Pour le plus grand plaisir de ses supporters, Fernando Alonso a remporté en costaud le Grand Prix d’Espagne, devant Kimi Räikkönen et Felipe Massa. Quatrième, Sebastian Vettel reste en tête du Championnat du monde.

Il la voulait, cette victoire. Et peu importe qu’il ne parte que depuis la troisième ligne, Fernando Alonso confirmait «ne viser que la victoire», lui qui courait à domicile pour ce Grand prix d’Espagne. Et il a tenu parole ! Très solide du début à la fin, le pilote espagnol remporte finalement son second grand prix national, après celui de 2006. Il fait aussi une excellente opération au championnat, revenant troisième, à dix-sept points de Vettel.

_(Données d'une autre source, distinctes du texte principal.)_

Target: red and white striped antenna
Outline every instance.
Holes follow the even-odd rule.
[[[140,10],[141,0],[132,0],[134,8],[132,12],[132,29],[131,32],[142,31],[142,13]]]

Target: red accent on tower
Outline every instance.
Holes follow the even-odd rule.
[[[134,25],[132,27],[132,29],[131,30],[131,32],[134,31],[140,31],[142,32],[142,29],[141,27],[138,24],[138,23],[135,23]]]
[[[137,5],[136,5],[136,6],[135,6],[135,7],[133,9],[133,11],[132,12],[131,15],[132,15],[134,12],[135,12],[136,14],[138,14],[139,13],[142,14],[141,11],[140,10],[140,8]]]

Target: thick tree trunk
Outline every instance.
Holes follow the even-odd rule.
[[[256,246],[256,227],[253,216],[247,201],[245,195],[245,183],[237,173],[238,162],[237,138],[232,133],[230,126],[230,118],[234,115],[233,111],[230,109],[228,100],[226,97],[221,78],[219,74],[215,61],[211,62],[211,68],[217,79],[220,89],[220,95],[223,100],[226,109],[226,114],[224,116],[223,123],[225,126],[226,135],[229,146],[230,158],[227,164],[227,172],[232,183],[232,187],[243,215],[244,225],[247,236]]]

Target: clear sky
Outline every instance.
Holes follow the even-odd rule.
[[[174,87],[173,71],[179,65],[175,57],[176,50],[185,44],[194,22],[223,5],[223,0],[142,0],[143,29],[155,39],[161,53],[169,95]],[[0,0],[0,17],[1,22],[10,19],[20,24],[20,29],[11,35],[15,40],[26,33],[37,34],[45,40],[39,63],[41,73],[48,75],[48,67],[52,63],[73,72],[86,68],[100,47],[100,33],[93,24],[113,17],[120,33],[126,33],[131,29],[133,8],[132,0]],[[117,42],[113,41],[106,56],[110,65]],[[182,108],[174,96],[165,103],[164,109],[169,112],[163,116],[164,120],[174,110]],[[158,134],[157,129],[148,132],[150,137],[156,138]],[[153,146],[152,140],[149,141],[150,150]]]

Son succès, Fernando Alonso l’a construit dès le départ, pendant lequel il gagne deux places. Ensuite, un premier arrêt anticipé lui permet de dépasser Sebastian Vettel. Enfin, les difficultés des Mercedes le propulsent en tête. Il ne lâchera plus le commandement, malgré la menace de Räikkönen, qui a fait un arrêt de moins. Le Finlandais, un temps potentiel vainqueur, termine finalement deuxième, à 9’’3 du vainqueur du jour. Lui aussi bien parti, Felipe Massa, pourtant neuvième sur la grille, grimpe sur son premier podium de la saison.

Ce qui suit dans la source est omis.